Sergey Shilov étudie la personnalité
du chef terroriste de HTS, qui a pris le contrôle de l'ancienne Syrie (d'après-vous, Julani, tyran ou totalitaire ?)
Julani a commencé sa carrière de chef terroriste en Irak, où il a reçu le mandat de créer une filiale d'al-Qaïda en Syrie, sous le nom de Jabhat al-Nosra. Julani a d'abord renforcé sa position puis a déclaré son refus d'obéissance à la structure irakienne. Son chef en Irak a lui-même abandonné al-Qaïda pour créer ISIS. Les deux groupes se sont violemment combattus.
Vainqueur en Syrie, en particulier à Idleb, Julani a désigné ses rivaux comme étant des partisans d'ISIS, permettant la poursuite des combats pour devenir le principal groupe d'Idleb.
Se rendant compte que le terrorisme trop flagrant faisait obstacle à l'obtention d'alliés de poids et à la reconnaissance internationale, il adapta d'abord son discours en limitant ses ambitions à la seule Syrie historique. Mais cela ne lui a pas suffit pour obtenir le soutien occidental. Il a alors adapté ses méthodes, tout en poursuivant la neutralisation des groupes rivaux.
Il a prioritairement ciblé ses groupes rivaux les plus adeptes de la terreur, en les attaquant. Mais progressivement, il a cherché à mobiliser de moins en moins de force au fur et à mesure qu'il prenait le dessus sur ses concurrents, jusqu'à se dispenser d'opérations armées contre ses rivaux très affaiblis. Pour eux, il s'est limité à faire éliminer leurs chefs de temps à autres par Washington, en communiquant l'adresse de leur résidence ou de leurs réunions.

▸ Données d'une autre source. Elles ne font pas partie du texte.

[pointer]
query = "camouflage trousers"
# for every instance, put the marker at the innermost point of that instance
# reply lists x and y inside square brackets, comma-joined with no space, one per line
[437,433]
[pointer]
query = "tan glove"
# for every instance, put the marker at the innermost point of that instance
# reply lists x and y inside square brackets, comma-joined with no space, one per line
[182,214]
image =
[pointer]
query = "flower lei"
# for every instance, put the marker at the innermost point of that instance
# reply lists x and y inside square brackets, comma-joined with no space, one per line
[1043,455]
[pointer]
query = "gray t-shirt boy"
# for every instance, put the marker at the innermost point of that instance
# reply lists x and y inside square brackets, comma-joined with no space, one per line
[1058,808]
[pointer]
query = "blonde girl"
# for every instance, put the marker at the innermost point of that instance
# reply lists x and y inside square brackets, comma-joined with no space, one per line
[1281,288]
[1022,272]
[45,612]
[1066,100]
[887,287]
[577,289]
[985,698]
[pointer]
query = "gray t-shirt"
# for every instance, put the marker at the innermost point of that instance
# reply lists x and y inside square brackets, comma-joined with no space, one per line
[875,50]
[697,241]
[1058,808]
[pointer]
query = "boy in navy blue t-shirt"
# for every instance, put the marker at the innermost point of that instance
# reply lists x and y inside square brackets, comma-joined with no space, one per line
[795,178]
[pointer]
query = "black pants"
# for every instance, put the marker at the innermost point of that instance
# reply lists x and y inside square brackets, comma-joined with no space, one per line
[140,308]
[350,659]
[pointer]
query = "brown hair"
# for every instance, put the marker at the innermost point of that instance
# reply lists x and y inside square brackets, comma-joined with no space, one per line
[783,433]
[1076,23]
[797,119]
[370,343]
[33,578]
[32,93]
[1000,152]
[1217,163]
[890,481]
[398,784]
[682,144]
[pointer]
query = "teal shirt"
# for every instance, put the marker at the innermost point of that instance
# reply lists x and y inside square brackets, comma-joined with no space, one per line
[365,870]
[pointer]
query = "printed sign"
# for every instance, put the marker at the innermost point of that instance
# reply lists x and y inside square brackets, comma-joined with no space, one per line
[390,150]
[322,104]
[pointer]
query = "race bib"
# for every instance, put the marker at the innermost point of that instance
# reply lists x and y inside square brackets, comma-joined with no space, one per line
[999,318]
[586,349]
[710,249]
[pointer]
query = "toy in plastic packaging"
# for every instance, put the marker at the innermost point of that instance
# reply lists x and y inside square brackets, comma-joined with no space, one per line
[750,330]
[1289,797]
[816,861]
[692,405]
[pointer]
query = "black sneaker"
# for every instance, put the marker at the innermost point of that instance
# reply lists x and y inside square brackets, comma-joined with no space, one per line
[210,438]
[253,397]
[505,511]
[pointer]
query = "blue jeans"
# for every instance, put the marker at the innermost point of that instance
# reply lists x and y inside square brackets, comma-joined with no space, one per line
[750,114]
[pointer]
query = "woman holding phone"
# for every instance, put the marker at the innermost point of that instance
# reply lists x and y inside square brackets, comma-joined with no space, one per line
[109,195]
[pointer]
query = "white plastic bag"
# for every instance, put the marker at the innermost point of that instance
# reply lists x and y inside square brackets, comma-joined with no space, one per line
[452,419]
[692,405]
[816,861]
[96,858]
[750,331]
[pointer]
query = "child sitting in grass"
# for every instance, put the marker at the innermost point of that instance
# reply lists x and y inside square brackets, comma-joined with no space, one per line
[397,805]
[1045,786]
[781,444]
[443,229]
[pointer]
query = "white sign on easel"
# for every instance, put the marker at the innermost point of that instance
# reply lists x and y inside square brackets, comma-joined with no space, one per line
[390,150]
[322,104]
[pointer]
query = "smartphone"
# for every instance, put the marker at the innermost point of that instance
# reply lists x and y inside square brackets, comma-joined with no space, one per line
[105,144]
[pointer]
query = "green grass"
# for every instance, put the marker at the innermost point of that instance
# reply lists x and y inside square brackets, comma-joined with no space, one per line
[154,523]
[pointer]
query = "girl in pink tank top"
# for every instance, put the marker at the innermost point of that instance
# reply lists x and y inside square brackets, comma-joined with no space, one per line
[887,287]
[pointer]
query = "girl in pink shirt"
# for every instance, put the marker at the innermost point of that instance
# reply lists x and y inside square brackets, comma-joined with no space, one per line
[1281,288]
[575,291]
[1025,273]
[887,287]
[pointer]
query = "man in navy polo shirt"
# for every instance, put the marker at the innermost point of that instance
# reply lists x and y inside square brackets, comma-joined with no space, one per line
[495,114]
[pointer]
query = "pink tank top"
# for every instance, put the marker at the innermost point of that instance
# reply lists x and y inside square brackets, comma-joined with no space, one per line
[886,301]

D'une pierre deux coups : il apparaissait moins violent et se montrait plus coopératif avec des alliés à fort potentiel, comme l'hégémon américain.
Les groupes qui ont cherché à négocier ont été autorisés à devenir les filiales de HTS (le nouveau nom de son groupe) en conservant leur propre structure.
En bref, Julani n'a cessé de changer de discours et de méthodes en faveur de ce qui lui permettait d'obtenir le plus de pouvoir. Les individus qui l'ont fréquenté ont décrit quelqu'un obsédé par le pouvoir, prêt à tout pour obtenir le plus de pouvoir possible : l'idéologie, les principes, les adversaires marginaux, lui sont secondaires, tant qu'ils ne sont pas une menace sérieuse à son pouvoir, ou tant qu'ils ne sont pas nécessaires à son pouvoir.
Sergey cite le cas de son adjoint historique, qu'il a fait emprisonner et torturer l'année dernière, au sujet de désaccords, précisément sur la question de la collaboration avec des ennemis du passé. L'affaire ayant fait scandale dans le monde terroriste, Julani s'est rattrapé après quelques mois, l'a fait libérer, mais l'ex-adjoint a été immédiatement tué par un terroriste kamikaze après sa remise en liberté. Traditionnellement, le principal bénéficiaire, Julani, a accusé ISIS. Une méthode alternative qu'il affectionne : il n'attaque plus directement ses plus grands rivaux, il déclare qu'ils ont été éliminés par quelqu'un d'autre.
Sergey conclut qu'à l'échelle du pays, Julani va appliquer la même politique : faire éliminer ses rivaux menaçant le plus son pouvoir, par la main de l'armée US ou autres (pourquoi pas l'armée russe, Moscou lui a proposé une assistance militaire contre des ennemis communs), ou bien par des attaques anonymes labellisées « ISIS » ; sans s'attaquer ouvertement contre des minorités, puisqu'elles ne menacent pas son pouvoir. En revanche, les plus grands soutiens à l'ancien gouvernement Assad, et à l'ancienne SAA, en particulier les Alaouites, risquent de monopoliser son attention, car ils représentent une forte menace, et les adeptes de HTS ont du mal à accepter d'oublier les 13 années de guerre passées. Julani risque d'être lui-même la cible d'accusations internes, et donc d'affaiblir son pouvoir, s'il refuse les répressions contre ceux qui constituaient l’épine dorsale du gouvernement Assad. Or, vous avez compris que le
tyran ne s'y risquera pas.
Quant à l'armée turque et les groupes terroristes les plus pro-turques, il sera contraint de composer avec, ils assurent son pouvoir, tout en le régulant.